Multi-objective de novo molecular design faces challenges from the vastness of chemical space and the computational expense of high-fidelity simulations. To address this, we propose a modular “generate-then-optimize” framework: first, deep generative models (VAEs or GANs) rapidly construct a large candidate pool; second, we introduce qPMHI—a novel batch acquisition function—to efficiently select molecular batches with maximal Pareto-front expansion potential in discrete molecular space. qPMHI enables exact, scalable multi-point optimization, decouples generation from optimization, and avoids pitfalls of continuous latent-space modeling, thereby significantly improving both diversity and sample efficiency. Our method integrates multi-objective Bayesian optimization, Monte Carlo probability estimation, and hypervolume-based improvement metrics.

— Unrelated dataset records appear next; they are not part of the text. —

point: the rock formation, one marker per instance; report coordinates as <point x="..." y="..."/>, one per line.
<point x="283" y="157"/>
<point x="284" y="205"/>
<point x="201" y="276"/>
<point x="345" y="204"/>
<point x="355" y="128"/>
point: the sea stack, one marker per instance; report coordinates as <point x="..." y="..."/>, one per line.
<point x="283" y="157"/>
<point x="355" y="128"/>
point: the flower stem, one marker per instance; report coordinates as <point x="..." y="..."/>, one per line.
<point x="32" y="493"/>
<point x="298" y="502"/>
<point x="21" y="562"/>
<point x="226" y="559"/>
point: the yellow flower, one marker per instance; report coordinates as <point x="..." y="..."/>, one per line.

On synthetic benchmarks and a real-world application—discovery of quinone-based cathode materials for aqueous flow batteries—it surpasses state-of-the-art methods within few iterations, achieving simultaneous optimization of performance and structural diversity.

Designing molecules that must satisfy multiple, often conflicting objectives is a central challenge in molecular discovery. The enormous size of chemical space and the cost of high-fidelity simulations have driven the development of machine learning-guided strategies for accelerating design with limited data. Among these, Bayesian optimization (BO) offers a principled framework for sample-efficient search, while generative models provide a mechanism to propose novel, diverse candidates beyond fixed libraries. However, existing methods that couple the two often rely on continuous latent spaces, which introduces both architectural entanglement and scalability challenges. This work introduces an alternative, modular "generate-then-optimize" framework for de novo multi-objective molecular design/discovery. At each iteration, a generative model is used to construct a large, diverse pool of candidate molecules, after which a novel acquisition function, qPMHI (multi-point Probability of Maximum Hypervolume Improvement), is used to optimally select a batch of candidates most likely to induce the largest Pareto front expansion. The key insight is that qPMHI decomposes additively, enabling exact, scalable batch selection via only simple ranking of probabilities that can be easily estimated with Monte Carlo sampling. We benchmark the framework against state-of-the-art latent-space and discrete molecular optimization methods, demonstrating significant improvements across synthetic benchmarks and application-driven tasks. Specifically, in a case study related to sustainable energy storage, we show that our approach quickly uncovers novel, diverse, and high-performing organic (quinone-based) cathode materials for aqueous redox flow battery applications.